James: ‘The Complex’ is a song about ego. One part is written from the perspective of an oblivious, stubborn and fairly useless character who lacks the self-awareness to recognise his shortcomings. At a point, I started feeling pretty high and mighty, and questioned if I had the right to be weighing in, so that’s wrapped up in there too.

Sometimes it’s really easy to point out the flaws in others while ignoring the same ones in yourself. I’m not sure which part is caricature and which part is real in this song now. It is a real song though, but I tried to google what scale the song was in and www.scales-chords.com told me there were “no scales found matching your criteria.” I swear it’s a real song though.

‘Lifetimer’

Sam: You could simply say that ‘Lifetimer’ is about the love I have for my 21-year-old car. It dawned on me one day that even though these things are built to last forever, there could come a day very soon in which I would have to say goodbye.

‘Wear It Well’

Bec: This song is about starting a new job that has pretty big corporate vibes, and feeling like a bit of a fraud/fake doing it.

It was the first song I worked on for this album and it always feels a bit surf rocky to me but who knows! I can’t really remember writing this one, it’s probably just an idea pinched from a phone memo of me messing around on the bass once.

‘No Balconies’

Bec: This started as a love song for Carlton North where Lisa, James and I currently live. It’s pretty easy to walk around the streets of this suburb and fall in love with it, but it’s also a pretty privileged point of view, so the song kinda dips in and out of loving it and looking at it critically, especially in terms of gentrification of the area.

This song came together pretty differently to the rest of the album. Basically I had an idea for the lyrics and vibe and we just jammed it in the boy’s garage at the time – I just sang, Sam played bass, James guitar and Danny drums and it kinda all came together in the one session.

‘Born Second’

James: Four minutes of middle child syndrome for you! That’s not true, I just liked the title and wanted an excuse to say The Vacant Smiles in a Delivery song. Points to Lisa and Sam for making that guitar breakdown in the middle sound so satisfyingly uncomfortable, and points to me for playing yet another guitar solo on this album.

‘Good’

Lisa: ‘Good’ is, in the most basic form ever, a song about effective altruism and utilitarianism. Sounds a bit wanky but I wrote it after reading a book by this Australian moral philosopher, Peter Singer.

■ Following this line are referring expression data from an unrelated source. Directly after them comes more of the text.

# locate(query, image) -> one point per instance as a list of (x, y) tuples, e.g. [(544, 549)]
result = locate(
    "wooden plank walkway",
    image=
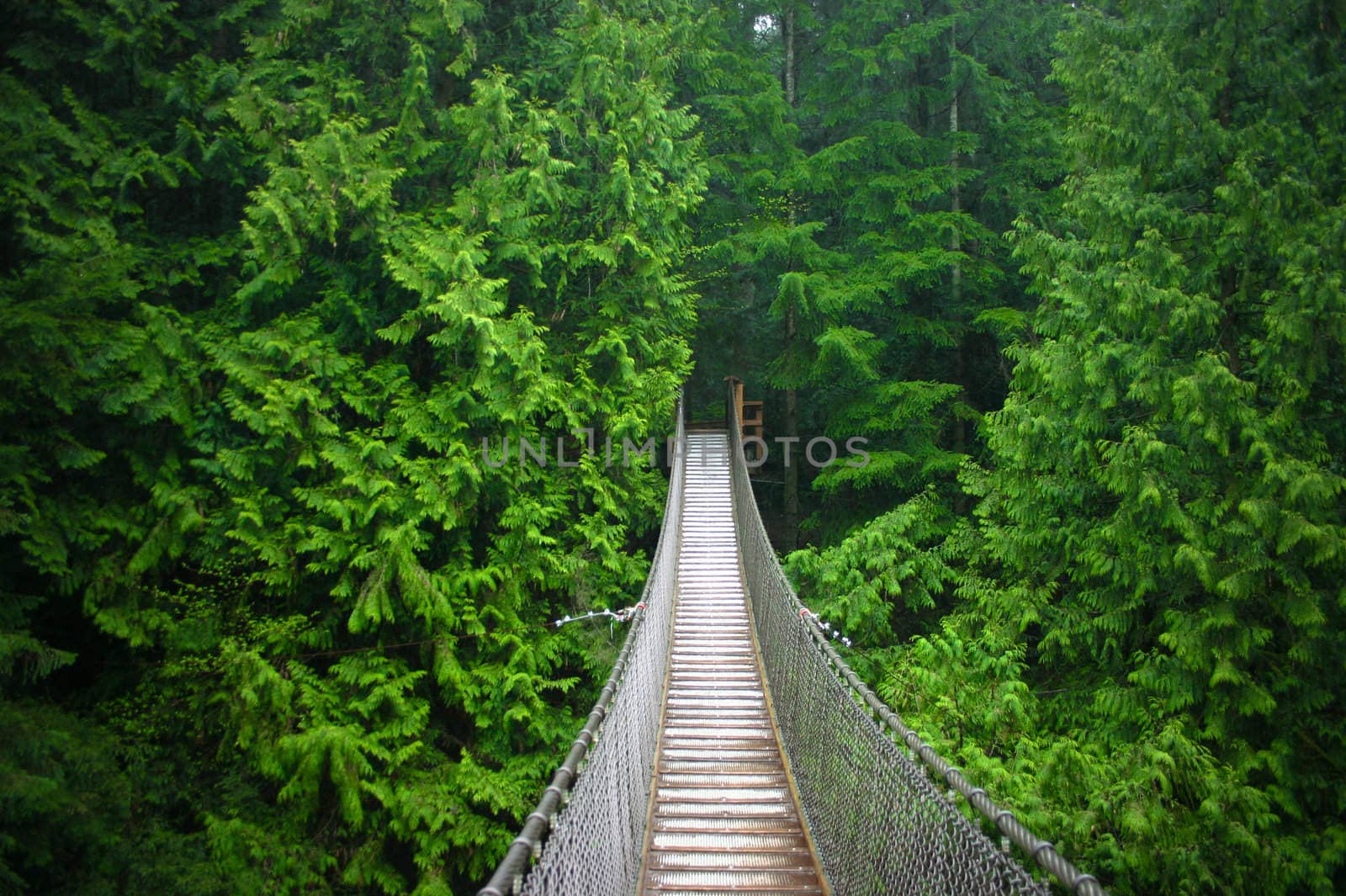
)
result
[(723, 819)]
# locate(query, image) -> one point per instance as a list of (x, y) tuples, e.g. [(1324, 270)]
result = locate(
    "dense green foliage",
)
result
[(273, 272), (1146, 644), (273, 269)]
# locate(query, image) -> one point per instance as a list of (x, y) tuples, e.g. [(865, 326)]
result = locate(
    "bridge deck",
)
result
[(724, 817)]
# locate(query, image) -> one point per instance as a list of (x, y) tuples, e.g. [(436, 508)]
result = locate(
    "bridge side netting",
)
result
[(596, 841), (879, 822)]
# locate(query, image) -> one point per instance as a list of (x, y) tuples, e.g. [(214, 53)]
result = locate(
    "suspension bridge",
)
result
[(733, 751)]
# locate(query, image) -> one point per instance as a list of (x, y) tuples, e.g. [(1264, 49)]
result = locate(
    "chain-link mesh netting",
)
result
[(878, 821), (594, 848)]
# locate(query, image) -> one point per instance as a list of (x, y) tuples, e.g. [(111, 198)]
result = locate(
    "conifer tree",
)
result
[(1168, 496)]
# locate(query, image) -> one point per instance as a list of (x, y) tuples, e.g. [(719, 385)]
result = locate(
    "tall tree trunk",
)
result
[(791, 498), (960, 426)]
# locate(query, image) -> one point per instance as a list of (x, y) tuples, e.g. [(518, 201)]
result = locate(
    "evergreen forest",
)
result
[(273, 271)]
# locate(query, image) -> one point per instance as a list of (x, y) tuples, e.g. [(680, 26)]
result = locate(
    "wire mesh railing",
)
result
[(589, 830), (878, 819)]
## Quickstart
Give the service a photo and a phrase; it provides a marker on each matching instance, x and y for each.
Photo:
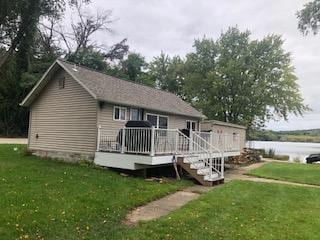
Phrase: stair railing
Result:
(205, 155)
(214, 162)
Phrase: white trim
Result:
(120, 108)
(139, 113)
(192, 121)
(57, 62)
(37, 85)
(158, 115)
(77, 80)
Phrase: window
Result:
(163, 122)
(135, 114)
(158, 121)
(61, 82)
(119, 113)
(191, 125)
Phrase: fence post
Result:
(152, 140)
(123, 139)
(98, 138)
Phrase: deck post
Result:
(152, 141)
(211, 138)
(98, 138)
(123, 139)
(177, 141)
(190, 141)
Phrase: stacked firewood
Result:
(247, 156)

It really had me questioning my entire life and career choices… until I remembered I love money.

‘Best Western’

Lisa: ​​During the Covid lockdowns I spent the majority of my time around hotels and motels for my job. Therefore pretty naturally I found myself writing these lyrics about the day to day comings and goings of these places, and all the guests and staff within them. Bec helped me iron it all out in one of our writing sessions and James threw in the “day in day out” part which rules.

Bec: This song was really fun to write, basically just me and Lisa sitting in our lounge room drinking wine and messing around with a few ideas. I had this funky bassline and Lisa had an idea for the theme of the lyrics, we were just scribbling down lyric ideas on pen and paper and playing with the song structure to fit – an extra bottle of wine later we’d pretty much had most of the song down.

Of course James came along and added a whole second half to the song which I also love, and the longest solo to end which feels pretty fitting as the last part of the last song, haha solos forever!